More metal contraptions walked the road with us, people inside like us two. From what I could see through the tinted windows, they all dressed similarly to my guide—short clothes, multicolored, or patterned. Even their hair dyed in shades of blue, green, violet, and red, their mouths turned up. Some of the metal contraptions walked faster than ours, and in the blur of one passing by, I thought I saw someone in similar clothes to mine.

“Uhm, there’s somewhere I want to stop at before we head to the… workplace.”

Their fingers tapped against the wheel and their eyes kept glancing at me. Perhaps that comment warranted my response.

“Okay.”

We veered left and only stopped once we arrived at a certain house. At least, I believed that it was a house. The shape resembled a square with the top pressed in. My guide seemed to want me inside quickly, turning their head back and forth along the street. Once we were inside, I anticipated the sound of ocular portals synching, but none came. The inside was as different as the outside; the layout had more hallways, more furniture, and cold blasted out from somewhere.

“Qiyi? Did you return from work already?”

Another person, also multicoloredly dressed, walked around the corner. They had mini lines in their face that flexed as they spoke, flexing more as they stopped. I stopped too because I had never seen someone who was visibly older.

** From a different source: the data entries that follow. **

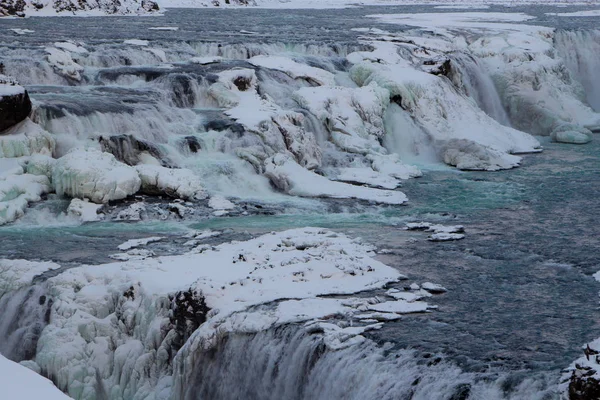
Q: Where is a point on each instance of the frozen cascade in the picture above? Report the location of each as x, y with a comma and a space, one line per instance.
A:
292, 362
23, 315
479, 85
581, 52
406, 138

“Qiyi! Who is this—this worker?”

“Mama, shh!”

My guide left my side and took ‘Mama’s’ arm, dragging them around another corner. Their voices almost hushed.

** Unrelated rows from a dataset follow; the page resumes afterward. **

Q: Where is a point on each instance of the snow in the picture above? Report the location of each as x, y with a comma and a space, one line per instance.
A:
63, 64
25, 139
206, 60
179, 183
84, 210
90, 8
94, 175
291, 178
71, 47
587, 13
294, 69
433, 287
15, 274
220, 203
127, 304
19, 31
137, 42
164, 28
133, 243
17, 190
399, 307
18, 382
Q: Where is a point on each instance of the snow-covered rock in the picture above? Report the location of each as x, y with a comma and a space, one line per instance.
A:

“Qiyi, did you bring your delivery here? Why—”

“She asked me a question! Workers don’t do that! Maybe she’s special, and we can repeal on her behalf—”

“No! There’s not enough for us. Why do we have to give up our comforts for others?”

“But Mama, she recognizes colors too! That’s so rare! And when I asked if she had a favorite, she looked at her clothes and said all of them but white. Doesn’t that mean she hates life as a worker?”

“Qiyi, no. The sponsorship doesn’t mean anything. It’s just a method to give hope to the workers, like Tuansi.”

Their voices hushed considerably after that. My lack of ignorance had been exposed, but I more wondered why they spoke as if they were not workers too. Perhaps they weren’t since that would explain the luxurious use of cold air. Credits dolled out only twice a year.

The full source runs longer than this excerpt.